The US Senate has voted down an amendment that would limit surveillance of Americans’ internet records. Apparently, the true divide in Washington is not between Democrat and Republican, but those for or against the police state.
The US Senate met on Wednesday to debate the reauthorization of some provisions of the USA Freedom Act, an expansive domestic surveillance bill that expired in March. As Majority Leader Mitch McConnell brought the Act to the floor, a bipartisan group of lawmakers introduced an amendment that would explicitly bar law enforcement from snooping on Americans’ internet browsing and search histories without a warrant.

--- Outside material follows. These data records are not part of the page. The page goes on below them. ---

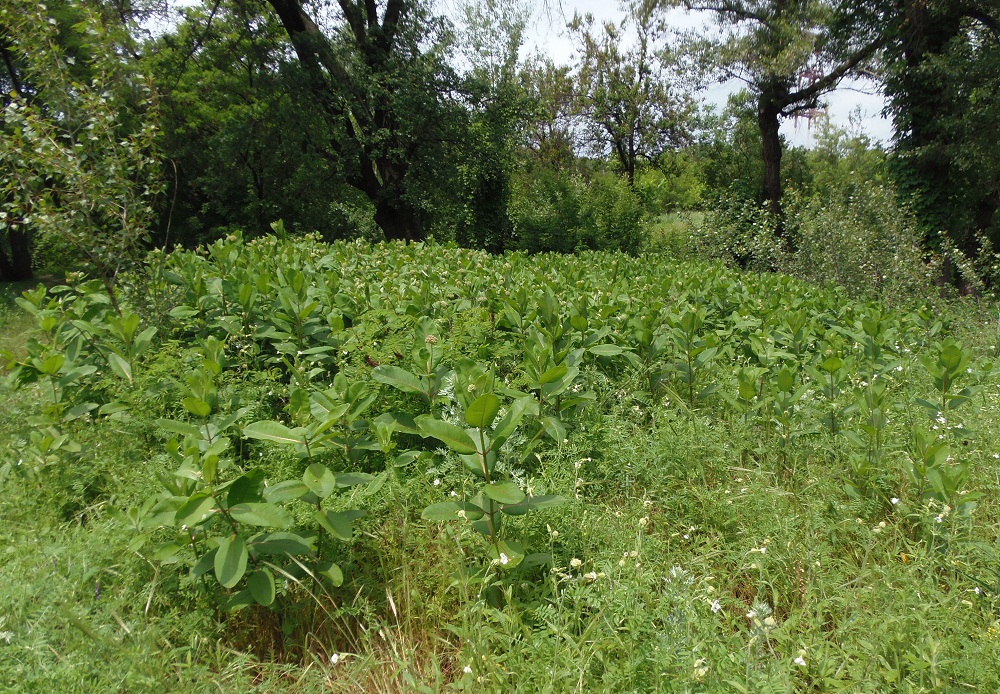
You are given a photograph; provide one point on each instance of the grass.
(691, 555)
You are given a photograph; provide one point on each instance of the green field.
(289, 466)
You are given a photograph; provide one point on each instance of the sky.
(547, 35)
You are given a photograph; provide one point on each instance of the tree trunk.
(986, 211)
(767, 121)
(17, 267)
(397, 220)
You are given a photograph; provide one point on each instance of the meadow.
(293, 466)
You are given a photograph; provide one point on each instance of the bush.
(557, 211)
(861, 240)
(740, 232)
(864, 242)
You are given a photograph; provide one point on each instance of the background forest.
(405, 120)
(346, 347)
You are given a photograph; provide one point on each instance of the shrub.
(860, 239)
(863, 241)
(557, 211)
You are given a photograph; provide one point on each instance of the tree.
(490, 41)
(627, 104)
(769, 44)
(379, 76)
(943, 87)
(551, 124)
(242, 152)
(77, 157)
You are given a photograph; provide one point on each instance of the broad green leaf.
(167, 554)
(505, 492)
(350, 479)
(401, 379)
(231, 561)
(196, 509)
(175, 427)
(831, 364)
(449, 510)
(401, 421)
(241, 600)
(605, 350)
(262, 514)
(483, 411)
(282, 543)
(785, 381)
(331, 572)
(449, 434)
(319, 480)
(553, 374)
(507, 554)
(533, 503)
(120, 366)
(268, 430)
(339, 523)
(246, 488)
(506, 426)
(285, 491)
(52, 364)
(205, 564)
(261, 586)
(554, 428)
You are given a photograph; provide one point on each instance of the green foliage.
(594, 466)
(628, 106)
(557, 211)
(78, 154)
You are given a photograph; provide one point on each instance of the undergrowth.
(696, 480)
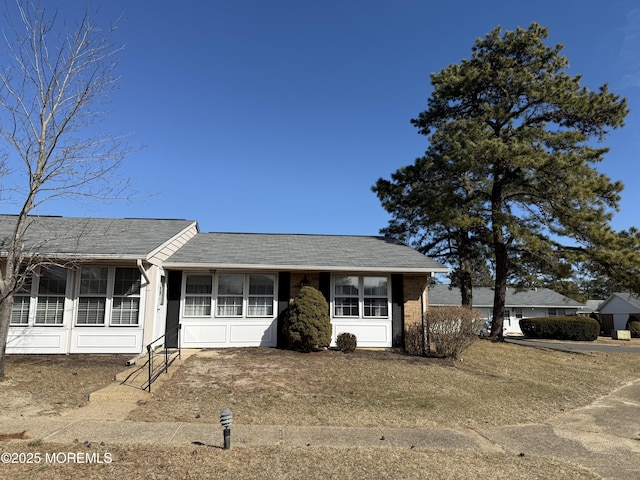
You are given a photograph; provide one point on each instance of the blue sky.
(279, 116)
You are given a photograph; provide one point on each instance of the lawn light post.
(225, 420)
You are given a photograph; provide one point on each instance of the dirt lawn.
(49, 385)
(493, 384)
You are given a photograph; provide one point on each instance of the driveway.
(602, 344)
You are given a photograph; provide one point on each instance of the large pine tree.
(510, 164)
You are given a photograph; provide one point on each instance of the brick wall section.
(413, 286)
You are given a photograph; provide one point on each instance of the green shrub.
(633, 325)
(578, 328)
(450, 330)
(307, 325)
(414, 339)
(346, 342)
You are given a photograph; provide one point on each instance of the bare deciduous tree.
(52, 85)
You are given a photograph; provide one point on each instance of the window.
(198, 292)
(261, 293)
(507, 317)
(41, 298)
(347, 296)
(126, 297)
(21, 303)
(230, 295)
(361, 296)
(92, 301)
(237, 295)
(376, 297)
(52, 285)
(109, 292)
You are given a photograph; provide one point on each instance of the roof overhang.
(305, 268)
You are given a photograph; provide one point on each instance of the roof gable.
(93, 237)
(291, 251)
(632, 299)
(483, 297)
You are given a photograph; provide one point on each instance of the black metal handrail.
(169, 355)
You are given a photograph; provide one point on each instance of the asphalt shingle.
(96, 237)
(331, 252)
(483, 297)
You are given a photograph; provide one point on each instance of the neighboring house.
(115, 285)
(616, 310)
(536, 302)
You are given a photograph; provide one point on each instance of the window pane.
(376, 307)
(346, 286)
(53, 281)
(197, 306)
(127, 282)
(230, 284)
(261, 285)
(375, 286)
(125, 311)
(93, 280)
(199, 284)
(229, 307)
(346, 307)
(260, 307)
(20, 310)
(91, 310)
(49, 311)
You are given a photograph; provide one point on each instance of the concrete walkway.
(604, 436)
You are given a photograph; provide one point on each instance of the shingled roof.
(296, 252)
(120, 238)
(440, 295)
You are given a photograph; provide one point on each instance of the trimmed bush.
(574, 327)
(346, 342)
(414, 339)
(633, 325)
(450, 330)
(307, 325)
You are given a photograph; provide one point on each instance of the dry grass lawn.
(493, 384)
(52, 384)
(257, 463)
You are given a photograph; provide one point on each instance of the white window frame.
(197, 295)
(361, 297)
(243, 301)
(32, 300)
(110, 299)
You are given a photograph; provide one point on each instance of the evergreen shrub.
(633, 325)
(573, 327)
(346, 342)
(307, 324)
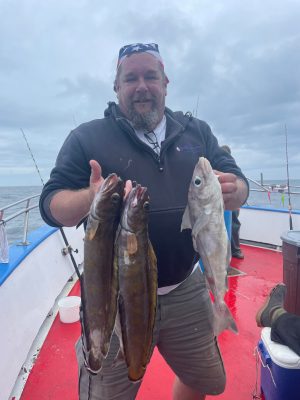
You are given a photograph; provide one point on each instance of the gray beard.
(147, 121)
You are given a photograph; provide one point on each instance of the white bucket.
(68, 308)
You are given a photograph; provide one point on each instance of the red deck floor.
(54, 375)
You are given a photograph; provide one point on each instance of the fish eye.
(197, 181)
(115, 197)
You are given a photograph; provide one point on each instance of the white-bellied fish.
(204, 214)
(100, 278)
(137, 284)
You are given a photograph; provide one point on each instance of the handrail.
(265, 187)
(24, 211)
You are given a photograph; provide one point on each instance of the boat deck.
(54, 375)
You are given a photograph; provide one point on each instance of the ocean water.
(15, 227)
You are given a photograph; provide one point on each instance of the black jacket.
(113, 143)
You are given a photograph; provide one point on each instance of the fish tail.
(223, 319)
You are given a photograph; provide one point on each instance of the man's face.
(141, 89)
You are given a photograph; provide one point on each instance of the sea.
(15, 227)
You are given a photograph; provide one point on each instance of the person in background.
(285, 327)
(235, 226)
(142, 140)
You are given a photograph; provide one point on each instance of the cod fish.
(204, 214)
(100, 278)
(137, 285)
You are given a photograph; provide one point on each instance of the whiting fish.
(100, 282)
(204, 214)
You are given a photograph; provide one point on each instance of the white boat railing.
(28, 206)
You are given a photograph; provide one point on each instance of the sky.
(234, 64)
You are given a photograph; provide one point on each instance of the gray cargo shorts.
(184, 336)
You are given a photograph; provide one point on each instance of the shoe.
(238, 254)
(274, 301)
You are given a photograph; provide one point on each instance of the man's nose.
(142, 85)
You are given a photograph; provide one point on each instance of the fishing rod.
(288, 180)
(68, 249)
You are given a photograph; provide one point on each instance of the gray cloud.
(234, 64)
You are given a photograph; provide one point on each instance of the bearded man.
(141, 140)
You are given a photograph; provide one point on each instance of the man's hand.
(69, 207)
(234, 190)
(96, 179)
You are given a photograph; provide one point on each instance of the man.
(236, 251)
(142, 140)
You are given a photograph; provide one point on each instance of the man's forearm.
(69, 207)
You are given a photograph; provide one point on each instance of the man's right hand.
(69, 207)
(96, 179)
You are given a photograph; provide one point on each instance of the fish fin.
(132, 244)
(91, 228)
(228, 259)
(200, 223)
(119, 359)
(223, 318)
(186, 221)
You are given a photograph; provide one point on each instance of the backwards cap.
(151, 48)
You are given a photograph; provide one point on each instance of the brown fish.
(137, 284)
(204, 214)
(100, 282)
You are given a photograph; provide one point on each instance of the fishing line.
(68, 246)
(288, 179)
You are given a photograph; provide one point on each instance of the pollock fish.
(137, 285)
(204, 214)
(100, 278)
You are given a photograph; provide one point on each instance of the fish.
(137, 266)
(100, 274)
(204, 214)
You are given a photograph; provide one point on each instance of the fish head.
(136, 208)
(108, 199)
(204, 186)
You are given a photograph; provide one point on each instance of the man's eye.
(130, 79)
(151, 77)
(197, 181)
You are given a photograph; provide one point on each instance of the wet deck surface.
(54, 375)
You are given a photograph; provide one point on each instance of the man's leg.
(181, 391)
(187, 342)
(285, 327)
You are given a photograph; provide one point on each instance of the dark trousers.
(286, 330)
(235, 232)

Prior to the vote, McConnell had urged his colleagues to reject the amendment. When votes were cast on Wednesday, ten Democratic senators heeded McConnell’s words, bringing the final vote to 59 Yeas and 37 Nays. One more positive vote would have given the amendment the three-fifths majority it needed to pass.

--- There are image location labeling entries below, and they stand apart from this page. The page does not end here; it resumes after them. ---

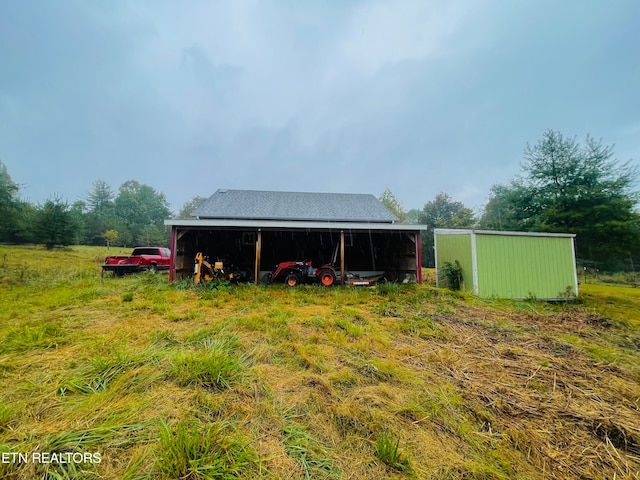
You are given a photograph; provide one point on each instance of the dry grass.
(393, 382)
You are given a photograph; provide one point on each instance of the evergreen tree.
(54, 224)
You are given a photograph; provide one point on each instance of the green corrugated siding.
(450, 248)
(522, 267)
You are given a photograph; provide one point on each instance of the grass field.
(134, 378)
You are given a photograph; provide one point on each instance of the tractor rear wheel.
(327, 278)
(292, 280)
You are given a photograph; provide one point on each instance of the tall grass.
(395, 381)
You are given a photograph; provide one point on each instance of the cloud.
(419, 96)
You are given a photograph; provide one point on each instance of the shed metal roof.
(294, 206)
(456, 231)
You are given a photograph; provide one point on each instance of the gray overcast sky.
(420, 97)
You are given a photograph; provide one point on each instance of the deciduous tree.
(573, 188)
(442, 212)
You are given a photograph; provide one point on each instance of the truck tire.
(327, 278)
(292, 280)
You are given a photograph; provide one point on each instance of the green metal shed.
(515, 265)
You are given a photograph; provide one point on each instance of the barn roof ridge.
(294, 206)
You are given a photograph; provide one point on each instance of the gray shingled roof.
(305, 206)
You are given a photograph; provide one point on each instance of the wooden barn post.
(342, 257)
(258, 250)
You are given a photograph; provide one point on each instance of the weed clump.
(216, 364)
(194, 451)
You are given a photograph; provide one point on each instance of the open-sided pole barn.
(254, 231)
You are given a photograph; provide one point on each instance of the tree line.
(564, 186)
(134, 215)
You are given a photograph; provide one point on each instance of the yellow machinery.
(204, 271)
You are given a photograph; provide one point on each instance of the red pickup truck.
(140, 260)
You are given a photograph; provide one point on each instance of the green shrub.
(451, 275)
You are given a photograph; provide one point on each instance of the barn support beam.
(256, 273)
(342, 257)
(419, 258)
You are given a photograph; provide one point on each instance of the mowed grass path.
(143, 379)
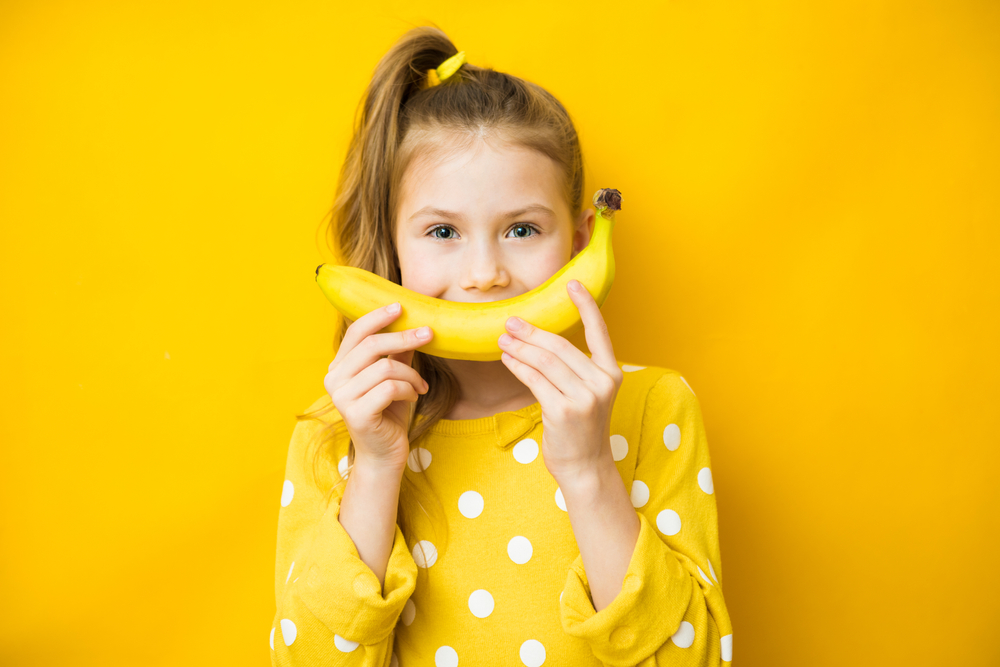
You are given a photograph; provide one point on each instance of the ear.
(583, 229)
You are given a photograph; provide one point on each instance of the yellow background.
(809, 234)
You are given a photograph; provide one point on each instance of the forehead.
(462, 166)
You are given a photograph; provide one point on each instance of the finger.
(546, 362)
(370, 323)
(383, 395)
(375, 346)
(595, 328)
(378, 372)
(543, 390)
(576, 360)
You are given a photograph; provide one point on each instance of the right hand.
(371, 390)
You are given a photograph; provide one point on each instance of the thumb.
(403, 357)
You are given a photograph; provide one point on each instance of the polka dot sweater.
(507, 585)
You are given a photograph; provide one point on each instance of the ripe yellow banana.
(470, 330)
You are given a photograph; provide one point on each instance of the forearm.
(606, 528)
(368, 514)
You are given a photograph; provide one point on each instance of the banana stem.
(608, 201)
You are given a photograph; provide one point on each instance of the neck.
(494, 387)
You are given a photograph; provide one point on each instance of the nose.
(484, 268)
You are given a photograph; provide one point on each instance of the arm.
(606, 528)
(368, 514)
(669, 607)
(329, 601)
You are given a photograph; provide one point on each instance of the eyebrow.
(439, 212)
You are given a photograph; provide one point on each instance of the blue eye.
(434, 232)
(523, 226)
(451, 231)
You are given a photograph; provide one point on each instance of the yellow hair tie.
(445, 69)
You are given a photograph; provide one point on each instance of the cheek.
(420, 275)
(541, 266)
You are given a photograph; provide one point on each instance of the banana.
(470, 330)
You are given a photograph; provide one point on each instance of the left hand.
(576, 392)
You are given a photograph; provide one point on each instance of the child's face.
(468, 248)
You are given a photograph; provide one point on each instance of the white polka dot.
(287, 631)
(526, 451)
(619, 447)
(409, 611)
(640, 494)
(344, 645)
(424, 553)
(705, 480)
(532, 653)
(470, 504)
(668, 522)
(519, 550)
(445, 657)
(672, 437)
(424, 459)
(684, 636)
(560, 501)
(481, 603)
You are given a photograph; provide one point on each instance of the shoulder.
(644, 385)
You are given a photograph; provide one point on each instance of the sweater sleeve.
(670, 610)
(330, 607)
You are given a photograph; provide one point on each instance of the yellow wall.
(809, 234)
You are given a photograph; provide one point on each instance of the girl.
(549, 508)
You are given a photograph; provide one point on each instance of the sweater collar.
(506, 428)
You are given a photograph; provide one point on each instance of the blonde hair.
(397, 118)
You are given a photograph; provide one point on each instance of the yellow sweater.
(509, 587)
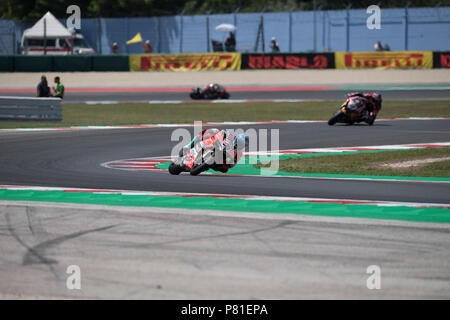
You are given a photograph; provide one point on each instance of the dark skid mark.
(36, 254)
(279, 225)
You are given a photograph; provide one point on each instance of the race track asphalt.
(163, 253)
(72, 97)
(74, 158)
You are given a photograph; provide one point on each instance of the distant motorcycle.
(354, 110)
(210, 92)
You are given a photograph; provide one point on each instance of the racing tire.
(334, 119)
(175, 169)
(199, 169)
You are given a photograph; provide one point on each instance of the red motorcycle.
(210, 92)
(201, 157)
(356, 110)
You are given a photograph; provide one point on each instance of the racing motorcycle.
(199, 158)
(211, 92)
(354, 110)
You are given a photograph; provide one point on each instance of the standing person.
(42, 89)
(274, 45)
(59, 89)
(115, 48)
(147, 47)
(230, 43)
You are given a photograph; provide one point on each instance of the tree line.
(34, 9)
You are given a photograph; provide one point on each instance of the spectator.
(147, 47)
(115, 48)
(42, 89)
(59, 90)
(274, 45)
(378, 46)
(230, 43)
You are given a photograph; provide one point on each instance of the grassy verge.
(121, 114)
(370, 163)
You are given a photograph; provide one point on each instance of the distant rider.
(212, 90)
(237, 145)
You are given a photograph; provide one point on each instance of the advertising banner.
(441, 59)
(288, 61)
(384, 60)
(184, 62)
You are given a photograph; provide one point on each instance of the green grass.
(368, 163)
(121, 114)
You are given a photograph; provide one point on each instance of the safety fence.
(419, 29)
(20, 108)
(227, 61)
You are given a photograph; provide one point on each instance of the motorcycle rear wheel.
(199, 169)
(175, 169)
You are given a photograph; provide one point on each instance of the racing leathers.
(233, 147)
(373, 105)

Fifty-nine members of the Senate just voted in favor of my amendment to block warrantless government surveillance of Americans’ browser history. It failed by just one vote. McConnell is that much closer to giving Bill Barr the green light to spy on Americans’ private information. https://t.co/IV5ERbte48
The 10 Democrats who joined GOP in defeating amendment to stop FBI warrantless surveillance of web browser history: Carper, Casey, Feinstein, Hassan, Jones, Kaine, Manchin, Shaheen, Warner and Whitehorse. Joined 2 Republicans & a Democrat in not showing up to vote: Bernie Sanders
Former presidential candidate Bernie Sanders (I-Vermont) railed against the reauthorization of the USA Freedom Act in February, yet didn’t cast a vote on Wednesday. Online, commenters raged at the progressive kingpin for his absence.
As someone who supports Sanders, this one hurts deep. There’s no excuse from anyone who didn’t vote or voted no. Now McConnell’s going to allow Barr to go commit fascist overwatch on our search histories.

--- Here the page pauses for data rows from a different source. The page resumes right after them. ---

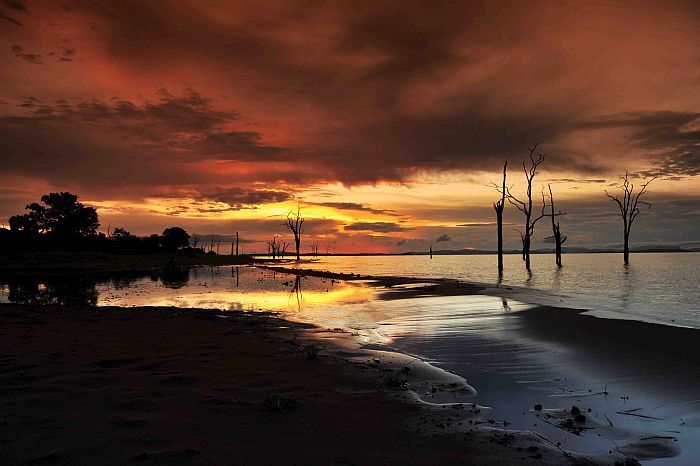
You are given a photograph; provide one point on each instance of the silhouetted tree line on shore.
(60, 222)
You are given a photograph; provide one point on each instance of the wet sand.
(85, 385)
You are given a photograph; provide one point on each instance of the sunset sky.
(386, 121)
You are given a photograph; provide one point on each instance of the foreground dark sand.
(167, 386)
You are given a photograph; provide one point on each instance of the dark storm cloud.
(235, 145)
(379, 227)
(670, 139)
(34, 58)
(15, 5)
(353, 206)
(101, 141)
(239, 196)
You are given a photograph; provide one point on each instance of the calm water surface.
(656, 287)
(484, 338)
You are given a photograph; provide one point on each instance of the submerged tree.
(295, 222)
(498, 206)
(526, 206)
(629, 207)
(556, 230)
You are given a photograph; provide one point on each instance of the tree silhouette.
(60, 217)
(498, 206)
(556, 230)
(629, 207)
(174, 238)
(526, 206)
(295, 223)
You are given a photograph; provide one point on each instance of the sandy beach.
(172, 386)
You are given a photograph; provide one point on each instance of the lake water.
(655, 287)
(512, 360)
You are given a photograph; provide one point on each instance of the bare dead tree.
(295, 223)
(629, 207)
(526, 206)
(273, 247)
(556, 230)
(498, 206)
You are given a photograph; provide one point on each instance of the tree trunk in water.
(526, 252)
(499, 221)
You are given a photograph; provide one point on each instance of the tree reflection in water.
(78, 288)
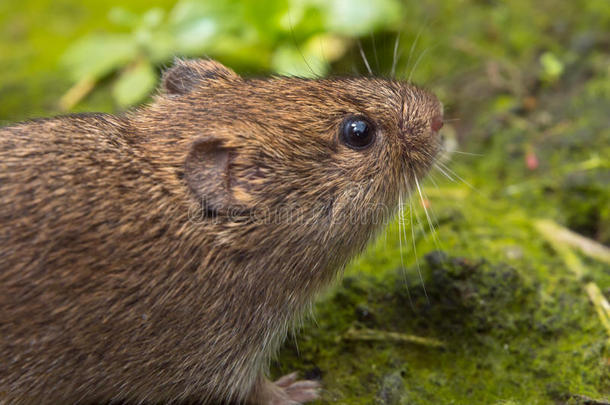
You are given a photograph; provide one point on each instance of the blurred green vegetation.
(526, 88)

Yet surveillance is not a partisan issue. As often as Democrats are presented as the party of civil liberties and Republicans as the party of the ‘forever war’, the fault line isn’t between red and blue. While McConnell brought the Freedom Act before the Senate this week, it passed the Democrat-controlled House by 278-136 in March, completely free of any restricting amendments.
Moreover, the reauthorization was sponsored by Reps. Jerry Nadler (New York) and Adam Schiff (California), two Democrats who have disagreed with McConnell on almost everything, except the expansion of the surveillance state.
Among the Democrats who shot down the amendment was Dianne Feinsten (California), who has flip-flopped on surveillance throughout her three decades on Capitol Hill. Feinstein voted to extend the 9/11-era Patriot Act in 2012, and was a staunch defender of the National Security Agency’s warrantless wiretapping program, even after it was exposed by whistleblower Edward Snowden who she described as a “traitor” in 2013.
However, as Feinstein’s Senate Intelligence Committee was compiling a lengthy report into the CIA’s use of torture in 2014, the Californian senator and surveillance enthusiast voiced “grave concerns” that the agency was spying on her committee’s computers. Ironically, Feinstein declared at the time that “the CIA search may also have violated the Fourth Amendment, [and] the Computer Fraud and Abuse Act.”
In fact, all ten Democrats who voted against the amendment on Wednesday voted in favor of the USA Freedom Act back in 2015, helping take it comfortably past one half majority in the Democrat-held Senate of the time.
Back to the present, senators also have two similar amendments to vote on Wednesday. The first, introduced by Mike Lee (R-Utah) and Patrick Leahy (D-Vermont) was passed 77-19. It would strengthen legal protections for suspects under federal surveillance. The second, authored by Rand Paul (R-Kentucky), would prohibit the Foreign Intelligence Surveillance Act (FISA) Court from authorizing spying on US citizens, as it did when the FBI surveilled the Trump campaign in 2016.